## Create an Excel of unqiue records from Qdrant
### To generate the Excel file in this notebook's directory:
1. Choose local or cloud
2. Select the qdrant collection name 
3. Click `Run All` in the notebook

## 0. Imports and Configs


In [1]:
import os
import library_utils as lib


# Config Qdrant``
QDRANT_URL = os.getenv("QDRANT_URL")
QDRANT_API_KEY = os.getenv("QDRANT_API_KEY")
# QDRANT_URL = st.secrets["QDRANT_URL"]
# QDRANT_API_KEY = st.secrets["QDRANT_API_KEY"]
QDRANT_PATH = "/Users/drew_wilkins/Drews_Files/Drew/Python/Localcode/Drews_Tools/qdrant_ASK_lib_tools/qdrant_db"


# Configure access to push changes to Github
GITHUB_ACCESS_TOKEN_ASK_LIBRARYCATALOG = os.getenv(
    "GITHUB_ACCESS_TOKEN_ASK_LIBRARYCATALOG")

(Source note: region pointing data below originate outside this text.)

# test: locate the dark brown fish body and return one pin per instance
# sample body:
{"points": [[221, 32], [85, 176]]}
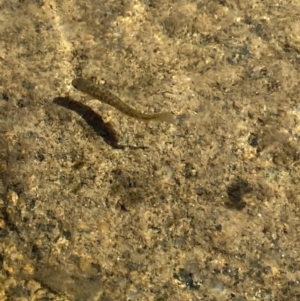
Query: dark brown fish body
{"points": [[107, 97]]}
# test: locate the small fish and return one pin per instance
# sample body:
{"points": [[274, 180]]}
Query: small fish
{"points": [[107, 97]]}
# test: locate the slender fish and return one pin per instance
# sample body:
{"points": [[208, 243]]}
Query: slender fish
{"points": [[107, 97]]}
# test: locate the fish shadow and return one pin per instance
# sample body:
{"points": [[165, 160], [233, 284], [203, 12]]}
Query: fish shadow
{"points": [[94, 120]]}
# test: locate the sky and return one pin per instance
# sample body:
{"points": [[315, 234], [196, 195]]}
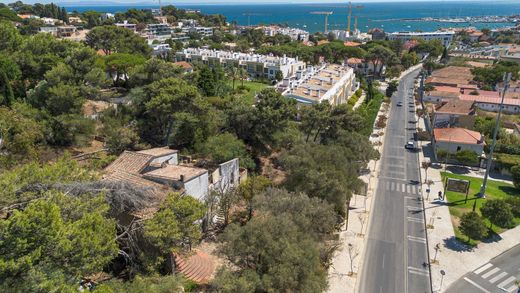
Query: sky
{"points": [[164, 2]]}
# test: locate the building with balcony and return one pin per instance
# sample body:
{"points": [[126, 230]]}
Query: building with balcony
{"points": [[330, 82], [445, 37], [257, 66]]}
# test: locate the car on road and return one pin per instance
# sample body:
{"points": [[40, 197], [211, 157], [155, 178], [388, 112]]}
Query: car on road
{"points": [[410, 145]]}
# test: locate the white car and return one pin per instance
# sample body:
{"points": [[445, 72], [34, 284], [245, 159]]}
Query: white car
{"points": [[410, 145]]}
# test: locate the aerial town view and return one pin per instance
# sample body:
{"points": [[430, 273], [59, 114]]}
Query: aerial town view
{"points": [[260, 146]]}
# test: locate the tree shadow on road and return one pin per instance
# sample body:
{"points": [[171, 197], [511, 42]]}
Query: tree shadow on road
{"points": [[454, 244]]}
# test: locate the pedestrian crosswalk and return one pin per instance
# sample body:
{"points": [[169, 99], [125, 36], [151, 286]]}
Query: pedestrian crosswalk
{"points": [[402, 187], [495, 275]]}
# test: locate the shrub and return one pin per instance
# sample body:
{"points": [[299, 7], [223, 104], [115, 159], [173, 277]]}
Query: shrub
{"points": [[471, 225], [498, 212], [514, 202], [515, 171]]}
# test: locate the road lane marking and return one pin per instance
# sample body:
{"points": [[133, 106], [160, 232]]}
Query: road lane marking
{"points": [[411, 208], [482, 268], [506, 281], [498, 277], [416, 220], [476, 285], [417, 239], [418, 271], [490, 273]]}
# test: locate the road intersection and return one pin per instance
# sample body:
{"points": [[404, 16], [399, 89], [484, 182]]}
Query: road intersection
{"points": [[396, 257]]}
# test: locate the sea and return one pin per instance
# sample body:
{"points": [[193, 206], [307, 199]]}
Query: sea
{"points": [[392, 17]]}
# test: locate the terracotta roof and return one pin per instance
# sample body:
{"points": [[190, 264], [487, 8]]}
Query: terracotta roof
{"points": [[91, 107], [131, 162], [323, 42], [158, 152], [458, 135], [174, 172], [354, 61], [490, 100], [442, 94], [184, 64], [199, 267], [455, 106]]}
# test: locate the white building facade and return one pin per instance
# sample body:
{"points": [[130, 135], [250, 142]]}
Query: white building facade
{"points": [[445, 37]]}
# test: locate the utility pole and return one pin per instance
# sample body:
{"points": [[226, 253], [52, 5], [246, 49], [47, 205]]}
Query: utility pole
{"points": [[507, 78], [349, 17]]}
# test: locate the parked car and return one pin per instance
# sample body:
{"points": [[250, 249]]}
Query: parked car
{"points": [[410, 145]]}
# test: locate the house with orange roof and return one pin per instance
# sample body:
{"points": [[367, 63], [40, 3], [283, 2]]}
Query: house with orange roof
{"points": [[454, 113], [188, 68], [456, 139], [351, 44]]}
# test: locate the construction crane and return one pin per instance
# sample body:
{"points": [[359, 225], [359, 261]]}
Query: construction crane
{"points": [[349, 17], [326, 13]]}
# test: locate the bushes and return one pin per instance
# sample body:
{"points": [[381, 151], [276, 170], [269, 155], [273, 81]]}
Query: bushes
{"points": [[515, 172], [471, 225], [355, 98]]}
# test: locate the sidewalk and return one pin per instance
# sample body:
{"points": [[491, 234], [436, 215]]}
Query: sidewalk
{"points": [[341, 279], [455, 258]]}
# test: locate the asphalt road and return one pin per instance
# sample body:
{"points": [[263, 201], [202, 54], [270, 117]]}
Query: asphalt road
{"points": [[496, 276], [396, 252]]}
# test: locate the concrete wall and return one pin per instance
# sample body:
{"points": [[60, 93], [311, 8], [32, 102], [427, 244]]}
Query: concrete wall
{"points": [[510, 109], [444, 120], [198, 187], [172, 159]]}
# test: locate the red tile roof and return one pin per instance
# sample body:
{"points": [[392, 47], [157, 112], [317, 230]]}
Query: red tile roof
{"points": [[158, 152], [459, 107], [458, 135], [199, 267], [490, 100]]}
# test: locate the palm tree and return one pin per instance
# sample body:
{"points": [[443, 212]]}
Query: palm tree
{"points": [[242, 73], [233, 73]]}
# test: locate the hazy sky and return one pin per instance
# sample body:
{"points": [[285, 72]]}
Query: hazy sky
{"points": [[104, 2]]}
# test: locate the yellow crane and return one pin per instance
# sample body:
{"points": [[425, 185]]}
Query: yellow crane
{"points": [[326, 13], [349, 17]]}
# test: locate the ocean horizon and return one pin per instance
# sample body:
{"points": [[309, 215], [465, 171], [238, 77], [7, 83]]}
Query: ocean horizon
{"points": [[390, 16]]}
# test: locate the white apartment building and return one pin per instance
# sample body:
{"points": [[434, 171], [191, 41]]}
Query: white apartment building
{"points": [[445, 37], [125, 24], [294, 33], [331, 82], [202, 30], [256, 65]]}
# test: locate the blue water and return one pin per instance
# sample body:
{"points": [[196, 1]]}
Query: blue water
{"points": [[383, 15]]}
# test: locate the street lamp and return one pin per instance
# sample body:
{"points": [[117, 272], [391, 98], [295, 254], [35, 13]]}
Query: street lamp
{"points": [[442, 278]]}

## 1. Choose Local or Cloud

In [2]:
%pip install qdrant_client -q --upgrade

Note: you may need to restart the kernel to use updated packages.


In [3]:
from qdrant_client import QdrantClient

# Your choice of parameters here affects the rest of the notebook.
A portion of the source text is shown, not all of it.